Sometimes, a pretty and simple design can work against you. Take, for example, Peek Calendar. Meant to be used with one hand, a series of swipes and gestures is all you need to quickly navigate your agenda. The design aesthetic is similar to that of the popular to-do list app Clear, using bars that elegantly swipe to the side and fold-open to give you more information.
On first blush, the app looks and feels intuitive, but after spending some time with it you'll see that it's missing some key features that every calendar app should have. According to the developers, some of those are yet to come, but until they arrive it's not worth a download.
Getting started with Peek
When you first launch the app after installation, you're prompted to grant access to the events stored in your Calendar app. Then, after you're set up, each day for the current week is represented with a colored bar. Tapping on it will unfold the day's activities. You can view the duration and location of each respective activity by swiping the title bar to the right. A swipe to the left opens a menu where you'll find reminders of the most common navigation methods used in the app, along with a video tutorial, and the app settings. Scrolling past the week view will bring up a month view, where you can then view past and upcoming events by tapping on the date.
In the settings section, you can change the color theme, toggle the app sounds and vibration, set the first day of the week (to either Sunday or Monday), and toggle a feature that displays the current time when the proximity sensor is covered. I recommend turning this last feature off, as it repeatedly activated itself while trying to view my agenda even if the sensor wasn't being covered.

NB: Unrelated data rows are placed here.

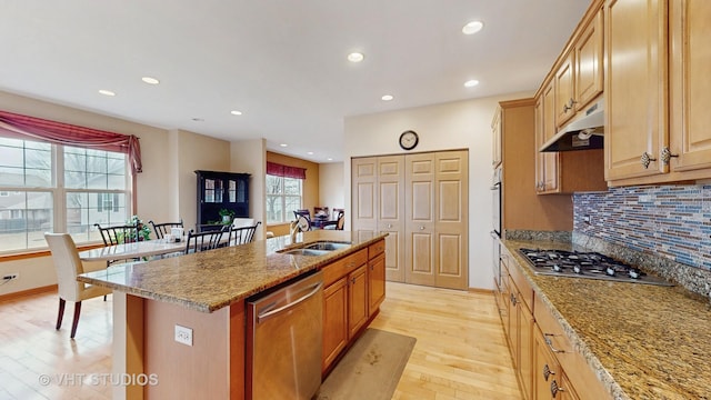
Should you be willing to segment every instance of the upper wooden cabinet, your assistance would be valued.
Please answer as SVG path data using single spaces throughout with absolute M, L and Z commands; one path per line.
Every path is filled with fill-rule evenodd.
M 711 178 L 711 2 L 609 0 L 604 17 L 605 178 Z
M 491 167 L 497 168 L 501 164 L 501 109 L 497 109 L 491 121 Z
M 563 127 L 585 109 L 603 89 L 602 76 L 602 8 L 581 23 L 582 30 L 572 38 L 565 58 L 553 77 L 555 90 L 555 126 Z

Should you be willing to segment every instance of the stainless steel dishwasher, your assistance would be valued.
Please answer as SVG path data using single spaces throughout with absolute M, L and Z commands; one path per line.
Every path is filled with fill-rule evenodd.
M 309 400 L 321 386 L 323 273 L 247 301 L 247 399 Z

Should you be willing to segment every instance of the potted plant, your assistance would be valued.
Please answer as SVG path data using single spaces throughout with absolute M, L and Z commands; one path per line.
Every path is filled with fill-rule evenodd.
M 232 223 L 232 220 L 234 219 L 234 211 L 228 210 L 228 209 L 220 209 L 218 213 L 220 214 L 220 217 L 222 217 L 223 224 Z

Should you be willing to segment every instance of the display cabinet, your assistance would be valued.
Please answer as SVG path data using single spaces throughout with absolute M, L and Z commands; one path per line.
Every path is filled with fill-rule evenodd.
M 249 173 L 196 171 L 198 176 L 198 226 L 221 224 L 249 218 Z

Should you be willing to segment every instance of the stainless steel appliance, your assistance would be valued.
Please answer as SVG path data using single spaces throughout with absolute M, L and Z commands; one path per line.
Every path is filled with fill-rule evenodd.
M 535 274 L 673 286 L 637 267 L 597 252 L 519 249 Z
M 247 399 L 309 400 L 321 386 L 323 274 L 247 302 Z

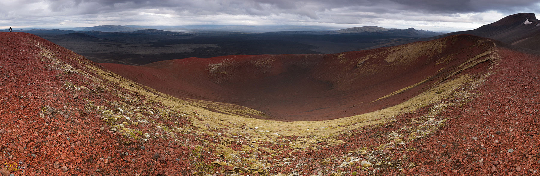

Some gestures and navigation that Peek Calendar uses are intuitive; others are not. For example, entering the start and end times for an appointment requires you to tap and hold on the time field, before using sliders to set the proper time. It seems like it would be easier if you could tap on the screen and edit the time directly. Too avoid frustration with the app's many interface quirks, I strongly advise you to view the tutorial page linked to in the app's menu before you start entering events.
Finally, there's also a shake feature, where you can shake your iPhone and the app picks a random, kindhearted activity for you to complete. Some examples include: "Call someone you love," or "Take time to relax." It's a nice addition, I suppose, but I would prefer the app had a deeper feature set than these extras I really don't need.